A grim turning point, long expected, may not have arrived in 2015 after all.
Public-health officials and statisticians had pinpointed last year as the year that gun deaths would likely surpass traffic fatalities in the United States.
But the latest projections from the National Highway Traffic Safety Administration paint a different picture, one that’s no less disturbing. New data shows traffic deaths jumped by more than 9 percent during the first nine months of 2015, the most recent period for which information is available. What that means: More than 2,000 additional people died in traffic accidents in the United States compared with the same period the year before.
The latest numbers suggest cars were on pace to kill nearly 36,000 people in 2015, significantly more than the 32,675 traffic deaths in 2014.
Firearms, meanwhile, killed 33,599 people in 2014, the most recent year for which the Centers for Disease Control and Prevention has data. Experts had expected traffic deaths to dip below 33,000 last year, but that now appears unlikely. The NHSTA says it’s too soon to speculate on factors contributing to the “significantly higher” traffic fatality rates last year.
Lower gas prices are one possible reason.

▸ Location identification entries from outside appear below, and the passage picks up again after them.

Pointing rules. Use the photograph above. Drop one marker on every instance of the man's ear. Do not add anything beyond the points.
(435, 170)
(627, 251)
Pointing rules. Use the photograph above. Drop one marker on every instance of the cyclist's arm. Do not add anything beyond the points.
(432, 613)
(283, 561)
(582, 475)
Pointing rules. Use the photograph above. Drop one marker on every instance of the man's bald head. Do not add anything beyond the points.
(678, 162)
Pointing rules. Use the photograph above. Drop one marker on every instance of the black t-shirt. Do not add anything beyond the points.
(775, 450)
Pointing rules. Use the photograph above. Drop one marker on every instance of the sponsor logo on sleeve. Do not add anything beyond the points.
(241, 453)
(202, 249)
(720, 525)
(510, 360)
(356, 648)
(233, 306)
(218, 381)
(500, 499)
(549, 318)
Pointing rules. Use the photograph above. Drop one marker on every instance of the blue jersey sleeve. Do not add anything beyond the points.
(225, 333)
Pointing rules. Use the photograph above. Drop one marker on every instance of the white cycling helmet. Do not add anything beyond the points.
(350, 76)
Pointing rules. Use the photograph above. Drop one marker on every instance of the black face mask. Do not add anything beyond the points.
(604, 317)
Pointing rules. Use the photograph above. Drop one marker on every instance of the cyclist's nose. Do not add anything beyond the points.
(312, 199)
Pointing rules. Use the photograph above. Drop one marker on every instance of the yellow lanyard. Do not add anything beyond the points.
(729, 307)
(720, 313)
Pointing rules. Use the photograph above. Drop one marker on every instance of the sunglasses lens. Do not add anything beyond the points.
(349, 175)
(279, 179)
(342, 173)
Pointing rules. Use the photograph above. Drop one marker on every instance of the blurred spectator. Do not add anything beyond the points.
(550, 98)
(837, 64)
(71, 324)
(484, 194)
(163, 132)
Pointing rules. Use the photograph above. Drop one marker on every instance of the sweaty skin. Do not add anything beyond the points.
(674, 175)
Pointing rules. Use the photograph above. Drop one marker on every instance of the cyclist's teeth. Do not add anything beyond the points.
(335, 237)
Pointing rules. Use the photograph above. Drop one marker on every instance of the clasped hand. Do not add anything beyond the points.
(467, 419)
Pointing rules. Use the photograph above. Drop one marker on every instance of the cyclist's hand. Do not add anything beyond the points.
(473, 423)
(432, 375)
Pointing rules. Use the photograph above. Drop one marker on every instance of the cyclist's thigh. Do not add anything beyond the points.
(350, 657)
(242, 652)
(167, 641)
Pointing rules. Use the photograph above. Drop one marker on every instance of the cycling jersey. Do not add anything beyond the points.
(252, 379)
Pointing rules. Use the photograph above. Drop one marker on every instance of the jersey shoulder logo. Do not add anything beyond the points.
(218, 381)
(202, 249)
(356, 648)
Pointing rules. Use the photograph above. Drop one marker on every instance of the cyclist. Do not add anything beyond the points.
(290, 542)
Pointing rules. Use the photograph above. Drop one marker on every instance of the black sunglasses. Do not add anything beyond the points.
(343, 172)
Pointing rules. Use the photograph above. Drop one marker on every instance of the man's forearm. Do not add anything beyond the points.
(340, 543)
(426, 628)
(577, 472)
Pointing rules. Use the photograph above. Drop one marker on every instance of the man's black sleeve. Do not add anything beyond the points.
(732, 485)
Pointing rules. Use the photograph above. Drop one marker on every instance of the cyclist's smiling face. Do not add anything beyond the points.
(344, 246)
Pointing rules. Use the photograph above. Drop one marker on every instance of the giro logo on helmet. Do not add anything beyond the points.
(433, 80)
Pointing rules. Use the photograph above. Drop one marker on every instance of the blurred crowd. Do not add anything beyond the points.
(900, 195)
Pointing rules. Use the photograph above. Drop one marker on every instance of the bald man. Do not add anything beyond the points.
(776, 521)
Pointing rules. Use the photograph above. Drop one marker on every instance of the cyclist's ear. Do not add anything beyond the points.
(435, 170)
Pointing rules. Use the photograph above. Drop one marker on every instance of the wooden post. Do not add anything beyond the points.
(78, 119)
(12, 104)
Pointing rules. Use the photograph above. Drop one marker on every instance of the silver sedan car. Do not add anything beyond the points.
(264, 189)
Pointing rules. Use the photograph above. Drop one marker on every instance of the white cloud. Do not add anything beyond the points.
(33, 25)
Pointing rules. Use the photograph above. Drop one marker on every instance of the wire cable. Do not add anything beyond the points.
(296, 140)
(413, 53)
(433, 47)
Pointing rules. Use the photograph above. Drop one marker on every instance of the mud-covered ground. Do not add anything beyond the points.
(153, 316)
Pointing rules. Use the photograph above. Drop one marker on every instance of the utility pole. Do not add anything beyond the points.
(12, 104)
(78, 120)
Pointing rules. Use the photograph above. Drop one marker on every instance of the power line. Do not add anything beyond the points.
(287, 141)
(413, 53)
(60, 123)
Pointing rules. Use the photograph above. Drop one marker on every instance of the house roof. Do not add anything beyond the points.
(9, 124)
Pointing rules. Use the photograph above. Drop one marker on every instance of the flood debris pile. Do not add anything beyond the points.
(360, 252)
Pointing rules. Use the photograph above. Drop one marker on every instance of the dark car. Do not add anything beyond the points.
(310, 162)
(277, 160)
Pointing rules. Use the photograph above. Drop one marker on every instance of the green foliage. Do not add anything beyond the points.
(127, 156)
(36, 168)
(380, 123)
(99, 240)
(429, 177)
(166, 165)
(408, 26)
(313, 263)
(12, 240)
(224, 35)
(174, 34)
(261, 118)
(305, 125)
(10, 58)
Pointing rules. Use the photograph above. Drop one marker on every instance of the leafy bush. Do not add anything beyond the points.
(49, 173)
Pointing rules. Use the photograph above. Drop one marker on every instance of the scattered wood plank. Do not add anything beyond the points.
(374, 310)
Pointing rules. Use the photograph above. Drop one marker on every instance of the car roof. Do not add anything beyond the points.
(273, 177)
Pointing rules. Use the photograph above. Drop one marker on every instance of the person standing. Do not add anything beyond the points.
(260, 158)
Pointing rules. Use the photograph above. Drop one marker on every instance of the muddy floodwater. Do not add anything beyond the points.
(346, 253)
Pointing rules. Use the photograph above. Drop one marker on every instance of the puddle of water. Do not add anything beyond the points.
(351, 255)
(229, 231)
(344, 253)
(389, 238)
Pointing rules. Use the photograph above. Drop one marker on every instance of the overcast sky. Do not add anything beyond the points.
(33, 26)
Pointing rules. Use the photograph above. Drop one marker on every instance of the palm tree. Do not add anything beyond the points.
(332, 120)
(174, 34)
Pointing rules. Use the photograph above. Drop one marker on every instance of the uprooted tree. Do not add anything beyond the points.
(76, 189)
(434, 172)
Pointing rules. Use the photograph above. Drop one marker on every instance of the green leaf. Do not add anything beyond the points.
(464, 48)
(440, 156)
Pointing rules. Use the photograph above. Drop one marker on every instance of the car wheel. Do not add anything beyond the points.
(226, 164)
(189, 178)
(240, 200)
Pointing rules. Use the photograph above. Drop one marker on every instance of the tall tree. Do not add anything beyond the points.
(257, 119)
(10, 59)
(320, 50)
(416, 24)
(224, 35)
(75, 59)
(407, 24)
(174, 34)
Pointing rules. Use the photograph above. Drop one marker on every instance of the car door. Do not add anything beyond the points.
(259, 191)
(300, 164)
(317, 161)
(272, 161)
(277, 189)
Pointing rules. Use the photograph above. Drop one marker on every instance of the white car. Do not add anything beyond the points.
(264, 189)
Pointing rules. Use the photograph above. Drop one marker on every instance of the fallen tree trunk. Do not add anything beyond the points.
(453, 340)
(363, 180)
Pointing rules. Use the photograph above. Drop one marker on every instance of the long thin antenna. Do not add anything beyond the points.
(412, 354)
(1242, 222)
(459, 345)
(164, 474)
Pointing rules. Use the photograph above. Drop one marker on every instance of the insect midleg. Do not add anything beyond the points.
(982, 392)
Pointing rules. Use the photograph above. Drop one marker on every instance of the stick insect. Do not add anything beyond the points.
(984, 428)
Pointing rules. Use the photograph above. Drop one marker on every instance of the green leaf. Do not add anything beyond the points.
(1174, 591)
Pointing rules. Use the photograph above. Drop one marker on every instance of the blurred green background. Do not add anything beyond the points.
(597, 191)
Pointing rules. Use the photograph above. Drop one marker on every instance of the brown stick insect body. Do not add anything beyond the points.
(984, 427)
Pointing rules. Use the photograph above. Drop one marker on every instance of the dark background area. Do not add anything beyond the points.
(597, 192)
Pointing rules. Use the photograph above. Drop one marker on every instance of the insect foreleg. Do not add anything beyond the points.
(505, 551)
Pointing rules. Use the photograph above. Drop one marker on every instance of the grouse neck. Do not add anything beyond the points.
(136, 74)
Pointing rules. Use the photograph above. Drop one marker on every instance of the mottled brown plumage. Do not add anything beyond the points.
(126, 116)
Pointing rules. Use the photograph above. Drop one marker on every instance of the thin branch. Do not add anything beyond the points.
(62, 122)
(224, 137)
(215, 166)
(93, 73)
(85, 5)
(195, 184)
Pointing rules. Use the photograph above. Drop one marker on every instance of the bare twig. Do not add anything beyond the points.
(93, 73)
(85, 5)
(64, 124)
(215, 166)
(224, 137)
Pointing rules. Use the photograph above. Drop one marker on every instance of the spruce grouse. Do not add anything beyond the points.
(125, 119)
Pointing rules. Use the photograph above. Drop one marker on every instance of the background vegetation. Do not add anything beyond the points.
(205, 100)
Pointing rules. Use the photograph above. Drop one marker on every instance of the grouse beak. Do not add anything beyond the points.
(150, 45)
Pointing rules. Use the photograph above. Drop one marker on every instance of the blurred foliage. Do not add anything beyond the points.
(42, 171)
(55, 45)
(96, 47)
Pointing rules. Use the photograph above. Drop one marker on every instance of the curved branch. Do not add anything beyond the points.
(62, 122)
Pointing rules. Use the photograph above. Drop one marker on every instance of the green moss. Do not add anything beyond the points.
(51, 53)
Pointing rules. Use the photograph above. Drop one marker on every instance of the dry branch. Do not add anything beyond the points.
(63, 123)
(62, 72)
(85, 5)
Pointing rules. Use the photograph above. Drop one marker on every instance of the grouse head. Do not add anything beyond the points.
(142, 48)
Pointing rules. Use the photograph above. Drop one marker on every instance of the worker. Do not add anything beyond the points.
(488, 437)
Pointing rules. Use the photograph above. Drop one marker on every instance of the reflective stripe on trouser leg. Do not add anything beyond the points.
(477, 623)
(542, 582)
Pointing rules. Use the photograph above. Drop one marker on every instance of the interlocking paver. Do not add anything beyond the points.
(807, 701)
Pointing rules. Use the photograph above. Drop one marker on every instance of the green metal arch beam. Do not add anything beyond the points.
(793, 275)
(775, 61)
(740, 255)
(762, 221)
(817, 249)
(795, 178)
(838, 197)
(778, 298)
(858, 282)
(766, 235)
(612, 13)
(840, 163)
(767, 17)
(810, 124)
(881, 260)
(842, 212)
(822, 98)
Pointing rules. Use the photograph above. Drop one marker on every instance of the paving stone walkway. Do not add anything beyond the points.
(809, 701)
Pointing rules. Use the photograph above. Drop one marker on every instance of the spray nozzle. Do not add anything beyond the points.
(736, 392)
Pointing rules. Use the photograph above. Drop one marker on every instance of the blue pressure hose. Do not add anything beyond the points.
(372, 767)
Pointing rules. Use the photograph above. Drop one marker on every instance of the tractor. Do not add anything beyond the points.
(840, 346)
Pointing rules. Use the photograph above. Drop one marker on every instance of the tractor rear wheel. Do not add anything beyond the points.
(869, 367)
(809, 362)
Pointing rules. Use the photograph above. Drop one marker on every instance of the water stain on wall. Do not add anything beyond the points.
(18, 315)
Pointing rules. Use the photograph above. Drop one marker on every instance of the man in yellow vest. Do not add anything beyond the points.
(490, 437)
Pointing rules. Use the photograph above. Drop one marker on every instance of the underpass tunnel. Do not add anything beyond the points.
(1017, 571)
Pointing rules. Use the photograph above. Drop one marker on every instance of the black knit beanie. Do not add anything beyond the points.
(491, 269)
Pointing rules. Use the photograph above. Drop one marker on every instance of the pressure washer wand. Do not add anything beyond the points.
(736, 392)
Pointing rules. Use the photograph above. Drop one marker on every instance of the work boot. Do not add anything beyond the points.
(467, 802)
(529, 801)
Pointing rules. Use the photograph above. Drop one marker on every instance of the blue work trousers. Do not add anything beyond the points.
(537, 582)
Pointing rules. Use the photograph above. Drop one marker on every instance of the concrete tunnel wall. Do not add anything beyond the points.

When gasoline is cheaper, people drive more—and more time on the road translates into more fatal accidents. That may help begin to explain what happened last year, but only partially. Americans logged about 80 billion extra miles in the first nine months of last year, a 3.5-percent increase compared with the year before. But traffic deaths went up by 9 percent. (We won’t know how many people were killed in motor-vehicle accidents throughout all of 2015 until next fall, when the final federal data is released.)